With their music, the young women feel specifically called to minister to youth not unlike Meabh herself who was raised Catholic, but who felt distant from the Church until she had her moment of conversion in Madrid. They long to help young people of faith reconnect with their Lord.
“It’s really about bringing people before Jesus and the Eucharist and not introducing them because they’ve been introduced through baptism. But it’s almost like reintroducing them because it is through Eucharistic adoration that Hannah and I have come to be where we are on our own journey of faith,” says Meabh.
The official release of their first album I Will Wait occurred on June 3. The women celebrated and sang for nearly 500 people, and Armagh’s Archbishop Eamon Martin spoke and sang alongside the women, with Hannah playing guitar and Meabh harmonising with him.
“It’s funny, he definitely stole the show! He was amazing and it was just a huge gift for me and Hannah both,” says Meabh. “It was such a huge honour to stand with the primate of our country, it was just a really beautiful moment that we’ll never forget.”
They have not set any plans in place for their future because they want to live in the present so they are open and waiting for the Lord to speak to them and lead them where he calls. They trust that he will fulfill the desire he’s placed in their hearts to worship with others with their music.
Though the album contains music for people at different places in their faith journeys and for different moods you may experience when you need to reach out to God, Hannah and Meabh turn to their mutual favourite track for worship.
“It’s called ‘My Lord And My God’ and it’s about the journey of faith for most of us and the struggles that comes with it,” says Meabh. “But then we come to the ultimate realisation that nothing makes sense if Jesus isn’t at the centre of it because it’s such a hard life, and at least we’re living for something more than what the world has to offer us.”
Realisation
Though their faith walks started relatively recently, the Goretti Girls realise that God doesn’t fault them for turning to him a little later in life. Because of this realisation, they’ve named the album after the title track I Will Wait, a song sung from the Lord’s perspective in which he tells His children that he waits faithfully as we take our time to come to him.

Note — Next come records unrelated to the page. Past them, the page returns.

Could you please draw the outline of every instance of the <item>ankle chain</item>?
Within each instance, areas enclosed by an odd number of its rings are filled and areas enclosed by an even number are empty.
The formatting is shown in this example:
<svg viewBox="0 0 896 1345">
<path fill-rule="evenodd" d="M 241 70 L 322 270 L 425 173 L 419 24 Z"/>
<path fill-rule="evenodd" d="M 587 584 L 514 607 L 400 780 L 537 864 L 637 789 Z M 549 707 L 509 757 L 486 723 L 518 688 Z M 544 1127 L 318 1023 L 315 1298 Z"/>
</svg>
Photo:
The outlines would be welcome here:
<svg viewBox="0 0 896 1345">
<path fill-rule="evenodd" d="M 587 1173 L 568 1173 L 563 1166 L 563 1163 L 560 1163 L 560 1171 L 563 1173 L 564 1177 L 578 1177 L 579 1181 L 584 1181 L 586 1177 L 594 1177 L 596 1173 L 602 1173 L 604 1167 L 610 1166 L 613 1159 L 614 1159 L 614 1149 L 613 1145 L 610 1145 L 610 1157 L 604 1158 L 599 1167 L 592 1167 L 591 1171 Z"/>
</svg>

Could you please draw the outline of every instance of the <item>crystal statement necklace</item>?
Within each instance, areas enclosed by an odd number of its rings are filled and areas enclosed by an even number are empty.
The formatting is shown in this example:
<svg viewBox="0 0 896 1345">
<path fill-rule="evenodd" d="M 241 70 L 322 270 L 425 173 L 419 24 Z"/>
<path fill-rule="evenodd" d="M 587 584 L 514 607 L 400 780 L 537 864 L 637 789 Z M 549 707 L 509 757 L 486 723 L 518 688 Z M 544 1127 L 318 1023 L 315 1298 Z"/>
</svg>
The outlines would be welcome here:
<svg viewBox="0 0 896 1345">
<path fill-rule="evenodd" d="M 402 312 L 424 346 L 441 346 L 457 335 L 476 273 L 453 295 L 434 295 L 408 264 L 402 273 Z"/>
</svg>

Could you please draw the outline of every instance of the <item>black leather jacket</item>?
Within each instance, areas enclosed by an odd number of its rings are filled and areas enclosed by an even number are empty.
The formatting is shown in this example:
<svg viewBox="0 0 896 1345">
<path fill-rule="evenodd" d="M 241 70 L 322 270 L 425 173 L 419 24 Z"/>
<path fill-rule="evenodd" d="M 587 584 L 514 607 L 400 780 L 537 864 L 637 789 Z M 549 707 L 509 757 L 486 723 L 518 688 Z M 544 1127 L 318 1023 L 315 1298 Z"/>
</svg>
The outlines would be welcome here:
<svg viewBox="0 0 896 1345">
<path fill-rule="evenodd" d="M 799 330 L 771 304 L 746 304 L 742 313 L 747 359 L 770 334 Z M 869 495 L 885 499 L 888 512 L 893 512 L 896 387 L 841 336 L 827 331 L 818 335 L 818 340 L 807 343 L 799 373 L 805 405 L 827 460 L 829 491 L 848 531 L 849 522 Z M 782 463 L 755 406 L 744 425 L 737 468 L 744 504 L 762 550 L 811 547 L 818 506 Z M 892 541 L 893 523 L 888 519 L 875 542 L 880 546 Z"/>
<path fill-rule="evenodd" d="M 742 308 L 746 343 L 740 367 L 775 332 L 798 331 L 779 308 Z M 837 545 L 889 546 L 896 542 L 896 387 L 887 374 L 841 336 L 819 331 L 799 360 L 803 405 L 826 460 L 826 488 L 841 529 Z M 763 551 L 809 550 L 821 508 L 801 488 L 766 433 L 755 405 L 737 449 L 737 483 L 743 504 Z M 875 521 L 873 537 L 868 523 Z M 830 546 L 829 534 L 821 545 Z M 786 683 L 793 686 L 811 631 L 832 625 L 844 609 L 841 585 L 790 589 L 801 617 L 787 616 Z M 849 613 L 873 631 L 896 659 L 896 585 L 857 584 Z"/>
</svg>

“It’s just that idea that there’s an open invitation from Jesus and the Blessed Sacrament. Although he is silent and sometimes invisible to the world, he will always wait for every soul, any soul, to come to him with an open heart and to just ask for his grace,” says Meabh. “It’s his perpetual message to us that he will always wait because he is so faithful and he’s still available and still desires to give us grace.”